I'm so interested in how The Mighty Nein show feels like a second draft to me. In like the sense that the campaign is your first draft that you discovery wrote. Which considering the improve nature of ttrpg storytelling, discovery writing is perhaps an good parallel.
In discovery writing you typically figure out the story as you go, not to say there isnt a plan, but it isn't intensely outlined leaving the author to make stuff up as they go. Plot and character voice tend to emerge over the course of writing. The trick is to then in subsequent drafts refine the stuff you came up with during writing to make the story support those ideas from the very start.
The somewhat meandering plot of campaign two is refined to focus more on the most compelling parts of the story overall (the war and Beacon) while still touching and establishing those important character bits that we had to wait a long time to have emerge in game.
Beau in the animation resembles a bit of her midcampaign self in her devotion to detective work while still keeping ideas of abrasiveness we see from the start of the campaign. The idea of who she would become is thus better implemented and seeded from the start of the story while also acknowledging her flaws. This still feels like Beau most importantly!

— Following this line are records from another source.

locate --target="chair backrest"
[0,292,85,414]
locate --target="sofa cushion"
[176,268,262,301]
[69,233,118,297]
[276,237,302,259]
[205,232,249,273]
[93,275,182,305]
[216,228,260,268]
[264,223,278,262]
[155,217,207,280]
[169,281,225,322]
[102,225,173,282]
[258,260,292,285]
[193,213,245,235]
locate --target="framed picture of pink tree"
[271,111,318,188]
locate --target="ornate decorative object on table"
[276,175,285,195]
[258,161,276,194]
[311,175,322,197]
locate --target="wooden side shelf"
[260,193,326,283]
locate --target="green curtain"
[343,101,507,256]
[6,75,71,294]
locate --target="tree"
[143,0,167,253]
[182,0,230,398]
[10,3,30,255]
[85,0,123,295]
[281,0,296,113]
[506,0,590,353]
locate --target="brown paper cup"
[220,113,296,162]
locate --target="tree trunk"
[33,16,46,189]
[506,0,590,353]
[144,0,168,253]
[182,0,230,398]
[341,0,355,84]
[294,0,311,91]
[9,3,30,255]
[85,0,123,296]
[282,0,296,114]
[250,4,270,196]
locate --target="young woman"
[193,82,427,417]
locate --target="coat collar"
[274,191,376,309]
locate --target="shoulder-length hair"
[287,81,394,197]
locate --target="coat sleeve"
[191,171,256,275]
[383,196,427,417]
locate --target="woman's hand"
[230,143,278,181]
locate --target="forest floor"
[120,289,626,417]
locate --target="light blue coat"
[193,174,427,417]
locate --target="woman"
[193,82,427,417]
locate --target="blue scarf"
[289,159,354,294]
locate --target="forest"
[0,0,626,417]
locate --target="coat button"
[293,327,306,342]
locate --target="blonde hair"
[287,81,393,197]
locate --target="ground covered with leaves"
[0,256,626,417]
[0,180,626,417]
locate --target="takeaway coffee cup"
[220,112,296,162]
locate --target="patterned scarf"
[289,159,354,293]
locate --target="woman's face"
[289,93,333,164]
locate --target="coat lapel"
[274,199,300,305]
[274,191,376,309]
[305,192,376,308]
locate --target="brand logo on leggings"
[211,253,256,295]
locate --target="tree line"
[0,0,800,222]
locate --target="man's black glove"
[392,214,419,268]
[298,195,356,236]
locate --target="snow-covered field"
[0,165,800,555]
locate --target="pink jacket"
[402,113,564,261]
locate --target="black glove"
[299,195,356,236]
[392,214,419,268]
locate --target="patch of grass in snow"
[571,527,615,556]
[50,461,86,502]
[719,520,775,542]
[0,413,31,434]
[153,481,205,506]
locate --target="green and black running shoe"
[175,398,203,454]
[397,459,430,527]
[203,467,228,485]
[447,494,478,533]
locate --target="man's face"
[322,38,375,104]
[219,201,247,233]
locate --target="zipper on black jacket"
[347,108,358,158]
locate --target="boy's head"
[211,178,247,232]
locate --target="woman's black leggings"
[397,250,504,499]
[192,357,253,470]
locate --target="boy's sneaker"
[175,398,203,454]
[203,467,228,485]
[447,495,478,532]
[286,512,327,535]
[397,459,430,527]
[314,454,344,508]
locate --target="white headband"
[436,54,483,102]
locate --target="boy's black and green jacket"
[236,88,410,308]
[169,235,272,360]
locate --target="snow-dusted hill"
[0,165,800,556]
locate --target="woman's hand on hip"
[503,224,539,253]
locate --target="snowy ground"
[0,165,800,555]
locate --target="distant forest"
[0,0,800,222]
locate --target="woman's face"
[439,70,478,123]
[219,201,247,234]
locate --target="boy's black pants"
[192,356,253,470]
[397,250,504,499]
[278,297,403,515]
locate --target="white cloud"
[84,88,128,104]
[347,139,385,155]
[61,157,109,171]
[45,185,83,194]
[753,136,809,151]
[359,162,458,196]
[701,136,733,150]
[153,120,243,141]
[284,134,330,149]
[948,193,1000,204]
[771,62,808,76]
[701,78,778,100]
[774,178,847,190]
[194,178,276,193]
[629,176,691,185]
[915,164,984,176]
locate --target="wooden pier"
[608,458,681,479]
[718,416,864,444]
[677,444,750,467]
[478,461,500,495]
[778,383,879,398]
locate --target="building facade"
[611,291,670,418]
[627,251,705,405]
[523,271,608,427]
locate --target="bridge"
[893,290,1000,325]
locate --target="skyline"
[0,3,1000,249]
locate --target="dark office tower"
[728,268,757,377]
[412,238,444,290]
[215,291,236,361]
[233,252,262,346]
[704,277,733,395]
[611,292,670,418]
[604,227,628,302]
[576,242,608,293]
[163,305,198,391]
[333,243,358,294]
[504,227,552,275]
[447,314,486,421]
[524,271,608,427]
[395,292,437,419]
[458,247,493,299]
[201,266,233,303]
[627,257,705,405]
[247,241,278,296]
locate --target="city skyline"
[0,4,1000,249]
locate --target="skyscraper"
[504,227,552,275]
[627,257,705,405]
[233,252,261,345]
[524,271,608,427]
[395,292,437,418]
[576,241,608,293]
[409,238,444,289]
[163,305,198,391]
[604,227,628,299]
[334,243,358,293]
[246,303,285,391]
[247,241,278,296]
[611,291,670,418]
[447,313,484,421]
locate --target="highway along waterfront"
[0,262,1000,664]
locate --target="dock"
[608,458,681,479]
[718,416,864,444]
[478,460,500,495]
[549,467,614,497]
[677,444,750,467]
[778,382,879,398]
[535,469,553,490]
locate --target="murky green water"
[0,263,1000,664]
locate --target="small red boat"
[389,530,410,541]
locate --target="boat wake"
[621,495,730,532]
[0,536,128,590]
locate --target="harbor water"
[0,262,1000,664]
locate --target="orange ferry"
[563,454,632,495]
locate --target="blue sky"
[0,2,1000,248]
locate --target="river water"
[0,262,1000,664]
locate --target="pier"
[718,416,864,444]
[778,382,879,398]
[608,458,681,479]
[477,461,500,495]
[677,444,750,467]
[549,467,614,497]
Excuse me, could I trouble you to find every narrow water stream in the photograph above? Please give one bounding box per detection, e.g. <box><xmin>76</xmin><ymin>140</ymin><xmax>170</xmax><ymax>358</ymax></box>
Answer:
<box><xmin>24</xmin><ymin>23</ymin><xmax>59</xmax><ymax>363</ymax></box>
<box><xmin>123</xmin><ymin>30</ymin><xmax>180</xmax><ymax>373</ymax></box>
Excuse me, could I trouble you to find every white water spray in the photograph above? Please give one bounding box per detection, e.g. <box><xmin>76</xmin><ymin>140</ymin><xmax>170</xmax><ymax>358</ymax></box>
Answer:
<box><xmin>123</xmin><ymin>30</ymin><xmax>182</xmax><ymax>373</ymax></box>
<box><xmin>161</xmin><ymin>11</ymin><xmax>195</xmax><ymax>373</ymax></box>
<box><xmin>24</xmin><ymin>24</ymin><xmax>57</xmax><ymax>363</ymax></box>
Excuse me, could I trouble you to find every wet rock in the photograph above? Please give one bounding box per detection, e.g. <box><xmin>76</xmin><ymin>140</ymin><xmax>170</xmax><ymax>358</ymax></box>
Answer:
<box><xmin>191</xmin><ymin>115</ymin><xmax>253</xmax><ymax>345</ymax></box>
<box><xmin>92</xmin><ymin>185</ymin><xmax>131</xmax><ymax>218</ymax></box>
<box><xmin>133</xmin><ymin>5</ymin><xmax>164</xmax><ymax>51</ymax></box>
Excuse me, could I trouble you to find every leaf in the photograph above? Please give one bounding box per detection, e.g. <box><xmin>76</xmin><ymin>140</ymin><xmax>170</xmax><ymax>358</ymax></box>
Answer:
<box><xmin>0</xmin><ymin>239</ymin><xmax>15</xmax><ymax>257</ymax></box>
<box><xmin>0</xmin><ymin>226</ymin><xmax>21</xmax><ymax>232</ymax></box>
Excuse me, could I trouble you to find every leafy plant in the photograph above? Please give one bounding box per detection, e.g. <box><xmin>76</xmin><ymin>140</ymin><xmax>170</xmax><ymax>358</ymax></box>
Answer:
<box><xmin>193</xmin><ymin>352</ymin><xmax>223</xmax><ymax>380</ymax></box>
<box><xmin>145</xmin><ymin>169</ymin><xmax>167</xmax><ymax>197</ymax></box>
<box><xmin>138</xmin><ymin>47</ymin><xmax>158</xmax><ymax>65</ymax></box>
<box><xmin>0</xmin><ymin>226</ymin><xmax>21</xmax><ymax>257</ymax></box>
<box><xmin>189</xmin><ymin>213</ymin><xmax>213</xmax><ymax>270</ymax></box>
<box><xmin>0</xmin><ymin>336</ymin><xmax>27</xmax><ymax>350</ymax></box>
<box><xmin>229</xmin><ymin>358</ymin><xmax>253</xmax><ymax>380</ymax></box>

Likewise Essek was a character in game Matt intended as a villain but in the improve process that plan was changed to align with character actions. Thus the Essek we get in the "second draft" gets written from a place to seed what we know he will eventually become. He still does villainous things but his character is spelled out more and to prepare the viewer for his change of heart.
I dunno. I really like the show and I feel like most people dont acknowledge that the process of adapting an actual play is going to be vastly different from adapting a book for example. A book has already had its story edited and refined and drafted multiple times to be the best novel version of that story. Adaptation to the screen is then about making that story work for a different medium. Meanwhile an actual play is going to be an unrefined story that emerges through play, to adapt that you have to both do a second draft to refine the story AND make it work for a new medium.